The innovation of pharmaceutical enterprises in 2019 is another major achievement of the company's "sea going". Its self-developed anti-cancer drug BTK inhibitor, zerbu tinie (English Name: BRUKINSA zanubrutinib, English Name: zanubrutinib) was approved by the US FDA for the treatment of patients with mantle cell lymphoma who had received at least one therapy before, so as to achieve the "zero breakthrough" of China's original research and development of new drugs and become one of the 48 new drugs approved by FDA.

The new drug approved by local pharmaceutical companies and the "Ben Wei Mo" cream of Guan Hao bio were approved to be marketed for topical treatment of mild to moderate stable psoriasis vulgaris in adults. According to the three quarterly report of Guan Hao biology, the new drug Ben mod cream achieved 3 million 19 thousand and 100 yuan in the reporting period.

Of all approved domestic innovative drugs in 2019, the most controversial issue was the mango sodium capsule of Green Valley ("nine phase I"), which was used for mild to moderate Alzheimer's disease and improved cognitive function. But the doubt from the medical profession has been constantly involved, including its clinical trial design, principles and mechanisms, test data, and Green Valley historical products. In December 29th, the nine phase was officially launched, priced at 895 yuan per box. According to the drug instructions, the monthly cost is about 3580 yuan, which is higher than that of donepezil and memantine.

In 2018, the total value of China's pharmaceutical market reached US $130 billion, still the second largest pharmaceutical market in the world after the United States. According to IQVIA data, in 2018, the total sales volume of China's hospital drug market reached 771 billion 800 million yuan, an annual growth rate of 3.3%. The annual sales of multinational pharmaceutical companies and local pharmaceutical enterprises were 208 billion 400 million and 563 billion 400 million yuan respectively.
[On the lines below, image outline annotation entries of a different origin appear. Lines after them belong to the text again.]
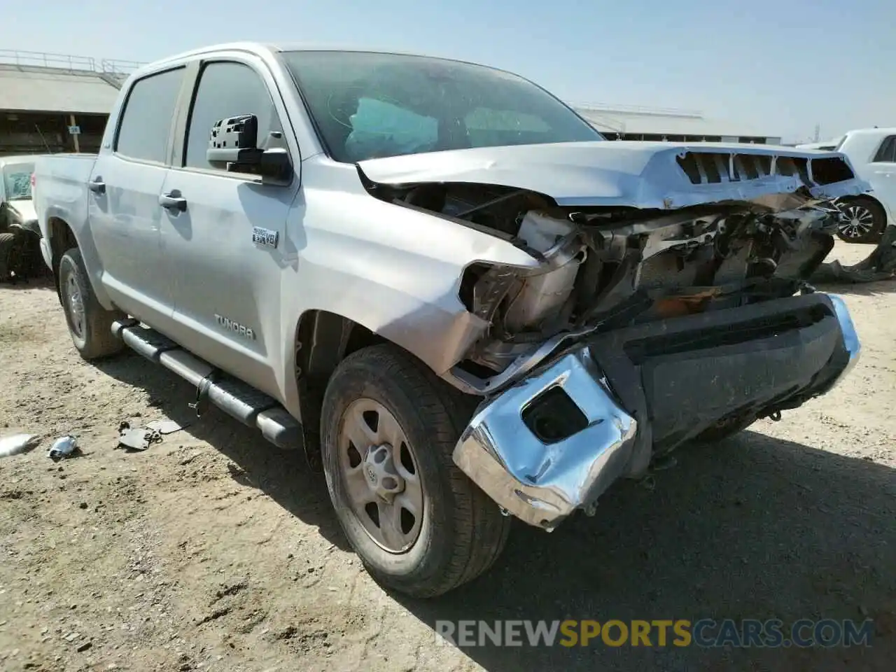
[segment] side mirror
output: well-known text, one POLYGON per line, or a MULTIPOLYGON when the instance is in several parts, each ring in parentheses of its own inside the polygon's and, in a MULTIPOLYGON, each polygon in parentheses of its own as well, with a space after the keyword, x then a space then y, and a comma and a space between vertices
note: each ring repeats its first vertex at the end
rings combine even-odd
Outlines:
MULTIPOLYGON (((276 140, 282 134, 273 132, 276 140)), ((212 166, 228 172, 258 175, 268 184, 289 185, 292 181, 292 161, 282 147, 263 150, 258 147, 258 117, 239 115, 219 119, 211 126, 205 158, 212 166)))

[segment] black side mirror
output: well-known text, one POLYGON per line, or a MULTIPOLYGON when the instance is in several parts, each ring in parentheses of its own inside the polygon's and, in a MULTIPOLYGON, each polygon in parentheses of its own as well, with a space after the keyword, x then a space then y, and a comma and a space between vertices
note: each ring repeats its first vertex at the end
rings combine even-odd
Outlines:
POLYGON ((212 166, 220 166, 228 172, 261 176, 265 183, 289 185, 292 180, 292 161, 288 150, 258 147, 258 117, 254 115, 216 121, 211 126, 205 158, 212 166))

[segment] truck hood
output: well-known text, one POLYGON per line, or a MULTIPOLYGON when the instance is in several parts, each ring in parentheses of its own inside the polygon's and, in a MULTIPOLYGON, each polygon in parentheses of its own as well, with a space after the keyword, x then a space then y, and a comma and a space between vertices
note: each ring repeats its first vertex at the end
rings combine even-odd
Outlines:
POLYGON ((483 147, 358 164, 392 185, 462 182, 527 189, 558 205, 677 209, 800 189, 819 200, 870 191, 835 151, 724 142, 606 141, 483 147))

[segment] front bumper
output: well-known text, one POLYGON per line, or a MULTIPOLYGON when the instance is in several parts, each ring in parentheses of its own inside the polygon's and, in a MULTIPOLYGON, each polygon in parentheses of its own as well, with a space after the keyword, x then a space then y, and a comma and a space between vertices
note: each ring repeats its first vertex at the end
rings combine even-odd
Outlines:
POLYGON ((647 323, 577 343, 487 401, 454 462, 546 530, 706 429, 823 394, 860 352, 826 294, 647 323))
In 2018, global cancer drug expenditure nearly $150 billion, an increase of 12.9% over the past 5 years, showing a two digit growth rate. The cost of cancer drugs in the United States has doubled since 2013, and spent more than 56 billion dollars in 2018. China is still the leader in spending and growth in emerging markets. In 2018, the scale of China's oncology treatment market was as high as about 9 billion US dollars, with an annual growth rate of 11.1%. Cancer drugs increased by 23.6% to $6 billion 300 million.

But at the same time, China's pharmaceutical industry has come to a new crossroad.
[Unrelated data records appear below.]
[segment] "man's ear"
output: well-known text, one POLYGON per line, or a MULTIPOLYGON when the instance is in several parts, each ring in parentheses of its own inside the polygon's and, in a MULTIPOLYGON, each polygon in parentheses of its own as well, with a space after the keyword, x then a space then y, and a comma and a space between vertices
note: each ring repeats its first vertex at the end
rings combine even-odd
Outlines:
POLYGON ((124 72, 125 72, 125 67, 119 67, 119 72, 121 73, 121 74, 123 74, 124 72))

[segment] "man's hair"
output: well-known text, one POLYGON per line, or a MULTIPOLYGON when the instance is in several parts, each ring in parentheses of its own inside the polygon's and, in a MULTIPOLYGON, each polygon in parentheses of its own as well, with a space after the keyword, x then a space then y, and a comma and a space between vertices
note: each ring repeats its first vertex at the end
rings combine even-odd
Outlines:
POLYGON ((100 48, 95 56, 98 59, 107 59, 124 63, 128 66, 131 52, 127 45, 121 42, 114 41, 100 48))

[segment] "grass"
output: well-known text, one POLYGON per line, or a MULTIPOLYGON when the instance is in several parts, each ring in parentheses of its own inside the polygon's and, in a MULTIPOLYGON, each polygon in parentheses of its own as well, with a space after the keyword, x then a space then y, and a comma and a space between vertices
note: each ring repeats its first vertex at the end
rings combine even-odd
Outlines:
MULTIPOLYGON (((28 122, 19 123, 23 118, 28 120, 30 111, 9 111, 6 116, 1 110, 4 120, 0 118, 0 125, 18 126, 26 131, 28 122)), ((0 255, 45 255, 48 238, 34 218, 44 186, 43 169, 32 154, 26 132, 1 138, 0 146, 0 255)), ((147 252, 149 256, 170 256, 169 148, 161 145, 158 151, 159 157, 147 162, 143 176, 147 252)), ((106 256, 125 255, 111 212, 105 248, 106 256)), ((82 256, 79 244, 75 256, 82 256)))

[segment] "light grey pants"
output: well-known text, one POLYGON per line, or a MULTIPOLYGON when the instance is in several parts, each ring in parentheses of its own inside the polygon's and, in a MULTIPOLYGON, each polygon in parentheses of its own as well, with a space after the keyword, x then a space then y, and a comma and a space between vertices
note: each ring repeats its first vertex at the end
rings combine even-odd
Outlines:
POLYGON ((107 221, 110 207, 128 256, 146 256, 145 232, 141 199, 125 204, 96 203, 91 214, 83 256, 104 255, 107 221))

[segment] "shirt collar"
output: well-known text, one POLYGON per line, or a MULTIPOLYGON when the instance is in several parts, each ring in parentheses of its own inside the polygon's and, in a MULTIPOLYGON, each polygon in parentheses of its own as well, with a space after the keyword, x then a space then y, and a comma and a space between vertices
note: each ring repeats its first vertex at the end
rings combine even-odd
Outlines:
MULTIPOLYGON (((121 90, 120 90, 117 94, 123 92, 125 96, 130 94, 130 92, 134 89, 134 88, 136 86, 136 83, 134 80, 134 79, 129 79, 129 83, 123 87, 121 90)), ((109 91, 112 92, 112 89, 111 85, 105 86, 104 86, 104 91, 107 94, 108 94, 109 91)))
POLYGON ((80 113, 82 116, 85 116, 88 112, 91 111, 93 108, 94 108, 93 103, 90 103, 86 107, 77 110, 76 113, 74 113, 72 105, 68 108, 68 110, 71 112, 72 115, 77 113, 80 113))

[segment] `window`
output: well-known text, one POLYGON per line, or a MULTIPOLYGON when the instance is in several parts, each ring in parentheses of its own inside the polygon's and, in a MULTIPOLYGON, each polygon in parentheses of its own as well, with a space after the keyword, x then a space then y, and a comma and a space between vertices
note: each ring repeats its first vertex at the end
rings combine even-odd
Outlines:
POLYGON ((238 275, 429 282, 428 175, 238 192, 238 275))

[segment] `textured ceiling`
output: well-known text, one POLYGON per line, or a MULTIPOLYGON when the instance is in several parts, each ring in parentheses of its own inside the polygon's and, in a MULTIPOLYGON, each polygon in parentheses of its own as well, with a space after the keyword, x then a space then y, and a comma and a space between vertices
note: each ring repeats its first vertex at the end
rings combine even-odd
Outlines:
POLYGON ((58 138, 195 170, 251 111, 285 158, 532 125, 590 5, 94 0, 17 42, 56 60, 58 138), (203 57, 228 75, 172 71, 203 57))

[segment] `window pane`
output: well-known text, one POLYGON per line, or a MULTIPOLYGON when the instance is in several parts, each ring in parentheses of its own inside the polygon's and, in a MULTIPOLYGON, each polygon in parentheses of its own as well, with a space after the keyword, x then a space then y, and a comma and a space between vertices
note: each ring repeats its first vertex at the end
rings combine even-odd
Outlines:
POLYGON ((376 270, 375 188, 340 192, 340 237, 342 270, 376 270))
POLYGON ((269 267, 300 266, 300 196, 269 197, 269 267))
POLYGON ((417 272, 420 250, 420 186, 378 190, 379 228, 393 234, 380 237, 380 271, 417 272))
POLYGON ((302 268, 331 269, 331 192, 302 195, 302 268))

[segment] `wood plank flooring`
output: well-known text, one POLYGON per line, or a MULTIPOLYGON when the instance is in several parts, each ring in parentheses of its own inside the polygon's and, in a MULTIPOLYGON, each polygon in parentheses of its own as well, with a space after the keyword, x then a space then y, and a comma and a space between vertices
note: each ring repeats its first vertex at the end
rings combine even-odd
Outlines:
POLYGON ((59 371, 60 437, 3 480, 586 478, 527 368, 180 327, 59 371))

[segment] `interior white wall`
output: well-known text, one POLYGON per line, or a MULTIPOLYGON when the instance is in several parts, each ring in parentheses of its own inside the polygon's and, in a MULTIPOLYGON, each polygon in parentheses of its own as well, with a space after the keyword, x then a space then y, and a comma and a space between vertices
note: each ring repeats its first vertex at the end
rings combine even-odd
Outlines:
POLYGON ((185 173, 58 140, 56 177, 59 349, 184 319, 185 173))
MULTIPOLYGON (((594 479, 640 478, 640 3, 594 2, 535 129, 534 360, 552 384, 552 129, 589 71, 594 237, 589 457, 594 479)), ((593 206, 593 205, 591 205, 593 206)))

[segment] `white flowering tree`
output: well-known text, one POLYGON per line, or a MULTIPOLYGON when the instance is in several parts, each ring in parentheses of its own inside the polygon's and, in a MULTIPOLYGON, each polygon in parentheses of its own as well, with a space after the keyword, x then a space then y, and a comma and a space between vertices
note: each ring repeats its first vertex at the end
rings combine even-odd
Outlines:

In 2019, the Chinese market was still regarded as the engine of growth by the major pharmaceutical companies. It is a year of great change in China's health industry. It is a year when the policy continues to continue to radiate, and it is also a year of continuous transformation in the industry.

From the beginning of the survey of health products, the consistency evaluation of generic drugs, the expansion of quantity purchase, the monitoring of auxiliary drugs to the new round of medical insurance directory adjustment and negotiation, the impact of the heavy policy superimposed on drug and control fee strictness, medical insurance payment reform and drug proportion control has been restricted. Every ring in the medical industry from manufacturing enterprises, circulation enterprises to medical institutions, medical insurance regulators, doctors and patients are faced with different transformation needs.

Transformation is not easy. No ability to participate in the volume of procurement enterprises, no funds to do generic drug consistency evaluation of enterprises, lack of money and lack of ability to do innovative transformation of enterprises, get together to do the same kind of "innovative medicine" enterprises, control fees policy leading to the main business profitability decline in enterprises, compliance management, lack of operation capacity of enterprises...... In this round of transformation tide will face "cold winter".